Private Access Tokens

[martinthomson]

Request for Mozilla Position on an Emerging Web Specification

• Specification title: Private Access Tokens
• Specification or proposal URL (if available): https://datatracker.ietf.org/doc/html/draft-ietf-privacypass-auth-scheme
• Explainer URL (if available): https://developer.apple.com/news/?id=huqjyh7k
• Proposal author(s) (@-mention GitHub accounts): @tfpauly
• Mozillians who can provide input (optional): @martinthomson @bvandersloot-mozilla

Other information

I'm opening this issue so that we can track this feature here and record a public position on it. This is an important change to the Web platform that hasn't really received a whole lot of scrutiny and we're looking to rectify that.

[martinthomson]

Apple deployed the Privacy Pass protocols on the Web under the name “Private Access Tokens”, but this is largely a proprietary deployment of IETF protocols. We see several serious flaws in this deployment that mean that we have to take a “negative” position:

• Apple deployed based on incomplete specifications in IETF documents rather than develop a proper Web integration. The privacy properties of this deployment are essentially undocumented and not the product of a consensus process.

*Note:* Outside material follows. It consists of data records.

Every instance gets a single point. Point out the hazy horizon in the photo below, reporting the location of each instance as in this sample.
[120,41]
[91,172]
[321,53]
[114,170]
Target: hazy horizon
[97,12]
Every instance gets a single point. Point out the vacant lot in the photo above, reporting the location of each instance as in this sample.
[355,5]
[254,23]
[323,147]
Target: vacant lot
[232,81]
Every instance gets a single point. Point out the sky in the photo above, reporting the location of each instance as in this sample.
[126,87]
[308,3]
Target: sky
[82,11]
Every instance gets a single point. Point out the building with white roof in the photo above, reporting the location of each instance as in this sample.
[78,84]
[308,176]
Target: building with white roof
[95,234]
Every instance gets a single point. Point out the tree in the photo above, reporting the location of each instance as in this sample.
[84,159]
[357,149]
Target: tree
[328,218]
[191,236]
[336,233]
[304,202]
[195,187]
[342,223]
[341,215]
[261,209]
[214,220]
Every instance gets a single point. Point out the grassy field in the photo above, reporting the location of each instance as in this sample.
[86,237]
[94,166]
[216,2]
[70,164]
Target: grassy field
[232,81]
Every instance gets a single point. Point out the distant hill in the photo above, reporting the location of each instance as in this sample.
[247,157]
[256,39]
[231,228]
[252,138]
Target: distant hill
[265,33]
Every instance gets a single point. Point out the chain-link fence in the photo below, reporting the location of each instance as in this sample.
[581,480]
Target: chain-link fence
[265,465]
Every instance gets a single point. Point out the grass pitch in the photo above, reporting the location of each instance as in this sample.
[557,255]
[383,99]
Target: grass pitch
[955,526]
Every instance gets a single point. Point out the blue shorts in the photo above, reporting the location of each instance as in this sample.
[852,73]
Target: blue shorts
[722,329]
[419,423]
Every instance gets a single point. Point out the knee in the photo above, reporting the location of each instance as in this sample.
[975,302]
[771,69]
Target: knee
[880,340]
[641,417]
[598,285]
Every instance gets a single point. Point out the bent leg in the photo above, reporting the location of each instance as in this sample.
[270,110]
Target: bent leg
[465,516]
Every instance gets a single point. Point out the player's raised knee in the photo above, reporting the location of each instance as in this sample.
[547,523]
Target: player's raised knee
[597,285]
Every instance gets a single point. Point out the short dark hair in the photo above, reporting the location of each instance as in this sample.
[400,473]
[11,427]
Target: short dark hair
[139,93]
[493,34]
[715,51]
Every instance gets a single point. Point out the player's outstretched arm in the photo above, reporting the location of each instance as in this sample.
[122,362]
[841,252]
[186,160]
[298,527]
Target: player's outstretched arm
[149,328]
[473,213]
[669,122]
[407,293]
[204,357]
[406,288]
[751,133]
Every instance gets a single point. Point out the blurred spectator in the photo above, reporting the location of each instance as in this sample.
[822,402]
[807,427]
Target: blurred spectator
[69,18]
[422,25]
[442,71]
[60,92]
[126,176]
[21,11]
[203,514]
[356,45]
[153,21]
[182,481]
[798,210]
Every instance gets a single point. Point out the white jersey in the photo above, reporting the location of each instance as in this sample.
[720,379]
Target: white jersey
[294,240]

• The current deployment by Apple only includes a single attester, which is operated by Apple and tied to hardware-backed attestations in Apple hardware. This has serious privacy implications, as the ability to produce a token can be taken to mean something very specific.

• We are also very concerned that this might result in serious problems for equitable access to content and services if sites come to rely on the presence of this signal. If sites provide a worse experience — such as showing CAPTCHAs — if users are unable to produce a token, then we see that as adverse discrimination. See our position on WEI (link) for more on this point.

• The proposal currently insists that issuers register with Apple to use their attester. This process is likely necessary (see below) but it creates significant pressure to be large, which biases against new or smaller sites that might like to offer the service.

• There is also no means of engaging with alternative attesters or attestation methods.

In order for us to be confident that use of Privacy Pass on the Web does not adversely affect user privacy, a lot of trust is placed in attesters and issuers. For this to be practical, we would need controls on the actions of issuers (and transitively, attesters):

• Strong mechanisms for key consistency (link) so that the choice of key cannot be used to degrade privacy.

• Agreements about what the existence of a token can mean. For example, Apple’s intent seems to be to signal that a client is not abusive, which seems like it could be acceptable.

• A diversity of methods for determining this meaning so that offering a token does not also imply that a particular method was followed. That is, the token cannot mean that someone has Apple hardware.

• Some amount of inherent or client-enforced unreliability. This is to ensure that sites cannot become dependent on the presence of tokens, so that they might exclude users who cannot or will not produce a token.

• An open process for issuers (and attesters) to be able to participate, so that we do not encourage centralization. This should be a single system for all browsers, for similar reasons.

We recognize that there is an intent to do better here, but we see serious challenges without adequate mitigations. Some of these items are readily addressed or are actively being worked on, which is encouraging. However, we remain skeptical that it is possible to develop a comprehensive system of controls with the right incentives for all participants.

We understand that Apple intends to improve their deployment along the lines we describe, but we have to judge based on what is documented, implemented, and deployed. Our recent analysis goes into this in more depth.